L’ancien ministre de l’Economie et des Finances, Payadowa Boukpessi, aujourd’hui député à l’Assemblée nationale, et président de la commission des finances du parlement  avait été a plusieurs reprises auteur de malversations financières. Mais cela ne l’a pas empêché de revenir maintes fois au gouvernement avant d’atterrir au parlement. Idem pour Andjo Tchamdja, qui fut ministre des Travaux publics dans le dernier gouvernement Houngbo en dépit des détournements opérés sous Gnassingbé père.

Par ailleurs, au Togo, on est habitué à limoger les ministres sans en donner les raisons publiquement, alors que les règles de la bonne gouvernance voudraient le contraire.

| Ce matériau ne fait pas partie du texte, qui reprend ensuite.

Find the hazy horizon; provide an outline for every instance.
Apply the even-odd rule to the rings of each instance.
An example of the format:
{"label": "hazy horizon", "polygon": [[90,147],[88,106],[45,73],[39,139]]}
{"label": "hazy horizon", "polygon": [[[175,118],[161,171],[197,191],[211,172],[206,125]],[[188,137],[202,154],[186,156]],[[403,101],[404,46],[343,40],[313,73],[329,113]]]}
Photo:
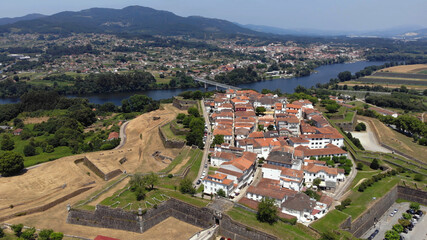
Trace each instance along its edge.
{"label": "hazy horizon", "polygon": [[368,32],[402,26],[427,27],[425,0],[270,0],[268,3],[256,0],[74,0],[60,3],[57,0],[15,0],[2,5],[2,18],[139,5],[170,11],[183,17],[197,15],[283,29]]}

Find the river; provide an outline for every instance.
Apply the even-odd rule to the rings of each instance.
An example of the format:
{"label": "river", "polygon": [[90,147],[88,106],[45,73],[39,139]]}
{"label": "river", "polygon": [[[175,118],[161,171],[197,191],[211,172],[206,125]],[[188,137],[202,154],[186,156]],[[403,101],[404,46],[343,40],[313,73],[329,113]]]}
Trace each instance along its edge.
{"label": "river", "polygon": [[[354,63],[339,63],[332,65],[325,65],[316,68],[316,73],[311,74],[306,77],[295,77],[295,78],[278,78],[273,80],[266,80],[262,82],[246,83],[238,85],[241,88],[249,88],[257,91],[262,89],[276,90],[280,89],[284,93],[293,93],[294,89],[298,86],[304,86],[306,88],[311,88],[317,83],[327,83],[331,78],[336,78],[338,73],[344,71],[350,71],[355,73],[362,70],[367,66],[372,65],[382,65],[385,62],[368,62],[368,61],[359,61]],[[215,87],[209,87],[209,90],[214,90]],[[68,97],[84,97],[88,98],[91,103],[103,104],[106,102],[112,102],[116,105],[121,105],[121,101],[126,99],[134,94],[145,94],[155,100],[171,98],[178,95],[183,91],[188,90],[203,90],[203,88],[191,88],[191,89],[167,89],[167,90],[147,90],[139,92],[125,92],[125,93],[102,93],[102,94],[90,94],[75,96],[69,95]],[[19,98],[0,98],[0,104],[6,103],[16,103],[19,102]]]}

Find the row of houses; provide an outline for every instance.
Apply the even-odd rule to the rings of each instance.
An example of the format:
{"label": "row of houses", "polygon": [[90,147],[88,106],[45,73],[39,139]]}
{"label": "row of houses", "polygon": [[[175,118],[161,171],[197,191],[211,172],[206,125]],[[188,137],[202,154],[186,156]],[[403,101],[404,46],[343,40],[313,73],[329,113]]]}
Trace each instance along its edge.
{"label": "row of houses", "polygon": [[[205,194],[222,189],[250,206],[272,198],[283,216],[301,222],[327,212],[332,201],[326,194],[323,201],[316,201],[302,191],[315,179],[320,179],[324,190],[336,189],[345,181],[344,170],[318,159],[347,156],[347,152],[341,148],[344,137],[310,101],[288,102],[252,90],[227,90],[204,104],[213,136],[224,136],[224,143],[211,149],[210,164],[218,169],[203,179]],[[263,162],[259,169],[257,162]],[[257,171],[261,180],[253,184]]]}

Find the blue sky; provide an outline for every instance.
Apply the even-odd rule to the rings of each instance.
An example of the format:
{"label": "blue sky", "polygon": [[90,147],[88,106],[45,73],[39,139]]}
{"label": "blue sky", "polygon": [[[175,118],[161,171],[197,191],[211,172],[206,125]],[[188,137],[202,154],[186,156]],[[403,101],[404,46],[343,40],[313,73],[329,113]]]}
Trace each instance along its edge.
{"label": "blue sky", "polygon": [[403,25],[427,27],[427,0],[12,0],[2,1],[0,17],[129,5],[281,28],[367,31]]}

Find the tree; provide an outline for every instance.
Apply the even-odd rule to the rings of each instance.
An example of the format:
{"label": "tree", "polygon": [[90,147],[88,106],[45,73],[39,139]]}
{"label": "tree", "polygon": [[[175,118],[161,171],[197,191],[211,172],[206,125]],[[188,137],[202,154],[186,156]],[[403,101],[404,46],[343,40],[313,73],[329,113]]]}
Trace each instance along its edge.
{"label": "tree", "polygon": [[21,238],[23,238],[25,240],[34,240],[34,239],[36,239],[35,234],[36,234],[36,229],[35,228],[29,228],[29,229],[26,229],[25,231],[23,231],[21,233]]}
{"label": "tree", "polygon": [[340,105],[338,105],[337,103],[332,103],[332,104],[326,105],[325,108],[326,110],[328,110],[328,112],[335,113],[340,108]]}
{"label": "tree", "polygon": [[159,182],[159,176],[157,174],[151,172],[148,175],[144,176],[143,178],[146,185],[150,187],[151,190],[154,189],[154,185],[156,185]]}
{"label": "tree", "polygon": [[53,232],[49,236],[50,240],[62,240],[64,238],[64,234],[61,232]]}
{"label": "tree", "polygon": [[4,177],[12,176],[24,169],[24,158],[14,152],[0,154],[0,174]]}
{"label": "tree", "polygon": [[216,191],[216,194],[220,197],[227,197],[225,191],[222,188],[218,189],[218,191]]}
{"label": "tree", "polygon": [[357,170],[362,170],[363,169],[363,163],[358,162],[356,168],[357,168]]}
{"label": "tree", "polygon": [[262,113],[265,113],[265,111],[267,110],[265,109],[265,107],[257,107],[255,111],[257,114],[262,114]]}
{"label": "tree", "polygon": [[273,131],[274,130],[274,126],[273,125],[268,125],[267,130],[268,131]]}
{"label": "tree", "polygon": [[200,117],[199,110],[197,110],[196,107],[190,107],[188,108],[188,114],[193,115],[194,117]]}
{"label": "tree", "polygon": [[10,226],[10,228],[12,228],[13,232],[17,237],[21,236],[23,227],[24,227],[23,224],[13,224],[12,226]]}
{"label": "tree", "polygon": [[178,120],[178,122],[182,122],[184,118],[185,118],[184,113],[178,113],[178,115],[176,116],[176,120]]}
{"label": "tree", "polygon": [[395,224],[395,225],[393,225],[393,230],[398,232],[398,233],[401,233],[401,232],[403,232],[403,226],[400,224]]}
{"label": "tree", "polygon": [[130,190],[135,193],[136,199],[141,201],[145,198],[145,187],[146,182],[144,177],[141,174],[135,174],[131,177],[130,181]]}
{"label": "tree", "polygon": [[263,198],[258,204],[257,219],[260,222],[273,224],[277,221],[277,207],[272,198]]}
{"label": "tree", "polygon": [[43,229],[39,232],[38,240],[50,240],[50,234],[53,233],[52,229]]}
{"label": "tree", "polygon": [[15,148],[15,142],[9,137],[9,135],[3,135],[1,141],[1,150],[3,151],[12,151]]}
{"label": "tree", "polygon": [[399,235],[399,233],[397,233],[394,230],[388,230],[387,232],[385,232],[385,239],[386,240],[399,240],[400,235]]}
{"label": "tree", "polygon": [[262,125],[262,124],[258,124],[258,131],[259,131],[259,132],[264,131],[264,125]]}
{"label": "tree", "polygon": [[402,217],[406,220],[411,220],[412,215],[410,213],[402,213]]}
{"label": "tree", "polygon": [[399,219],[397,220],[399,222],[400,225],[402,225],[404,228],[406,228],[407,226],[411,225],[411,222],[409,220],[406,219]]}
{"label": "tree", "polygon": [[418,211],[418,210],[420,210],[420,204],[419,204],[419,203],[416,203],[416,202],[411,203],[411,205],[409,205],[409,207],[410,207],[411,209],[413,209],[414,211]]}
{"label": "tree", "polygon": [[351,72],[345,71],[345,72],[338,73],[338,79],[341,82],[350,81],[351,80]]}
{"label": "tree", "polygon": [[188,194],[195,194],[196,193],[196,189],[193,188],[193,183],[191,182],[190,179],[188,178],[184,178],[180,183],[179,183],[179,191],[181,191],[181,193],[188,193]]}
{"label": "tree", "polygon": [[378,162],[378,159],[374,158],[374,160],[372,160],[371,165],[369,167],[374,169],[374,170],[377,170],[378,168],[380,168],[380,164]]}
{"label": "tree", "polygon": [[361,122],[361,123],[358,123],[354,129],[358,132],[366,131],[366,125],[363,122]]}
{"label": "tree", "polygon": [[316,178],[313,180],[313,185],[319,187],[321,182],[322,182],[322,180],[320,180],[320,178]]}
{"label": "tree", "polygon": [[4,237],[4,235],[5,234],[4,234],[3,228],[0,227],[0,238]]}
{"label": "tree", "polygon": [[31,157],[31,156],[37,155],[36,148],[33,147],[31,144],[30,145],[26,145],[24,147],[24,155],[26,157]]}
{"label": "tree", "polygon": [[224,143],[224,135],[218,134],[218,135],[215,135],[212,141],[212,146],[221,145],[223,143]]}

Les cas les plus récents sont ceux de Komlan Mally, bouté du gouvernement en 2011 sans aucune explication et Kokou Gozan chassé du ministère du Commerce et de la Promotion du secteur privé toujours en 2011 sans que les Togolais ne sachent jusqu’alors pourquoi ?

Et que dire du cas plus récent de l’ancien directeur de la Société des Postes du Togo, nommé ministres des Mines et de l’Energie en août  2012 alors que ce poste, très sensible, étant resté vacant. Malheureusement, il n’aura passé que six mois dans l’équipe gouvernementale. En janvier dernier, El Hadj Taïrou Bagbiégue a été relevé de ses fonctions. Le décret de son limogeage a été lu sur les écrans de la Télévision nationale. Pas d’explications non plus dans son cas.

Des ministres qui climatisent leur garage, des ténors du régime qui enterrent de l’argent liquide dans des puisards à la maison, des directeurs de sociétés d’Etats qui créent des sociétés écrans et qui se rendent coupables de malversations, voilà autant de scandales que vit le petit Togo et dont les auteurs méritent d’être punis de façon exemplaire.

Mais, surprise, l’on assiste plutôt à leur promotion et à leur nomination soit au gouvernement, soit à la tête d’autres sociétés.

L’existence des comptes bancaires à l’étranger, des paradis fiscaux, des biens mal acquis en immobiliers qui appartiennent à ces personnalités togolaises, des biens issus de la corruption et du détournement constituent des crimes économiques que non seulement la loi fondamentale pénalise mais aussi les normes que la bonne gouvernance n’autorise pas.

Comme quoi, chacun à sa manière de promouvoir la bonne gouvernance. Si en France et dans d’autres pays occidentaux, on choisit de sévir avec les ministres peu scrupuleux et très peu respectueux des règles de l’éthique et de la responsabilité, au Togo,  on  les encourage plutôt en les promouvant. De quoi encourager l’impunité économique.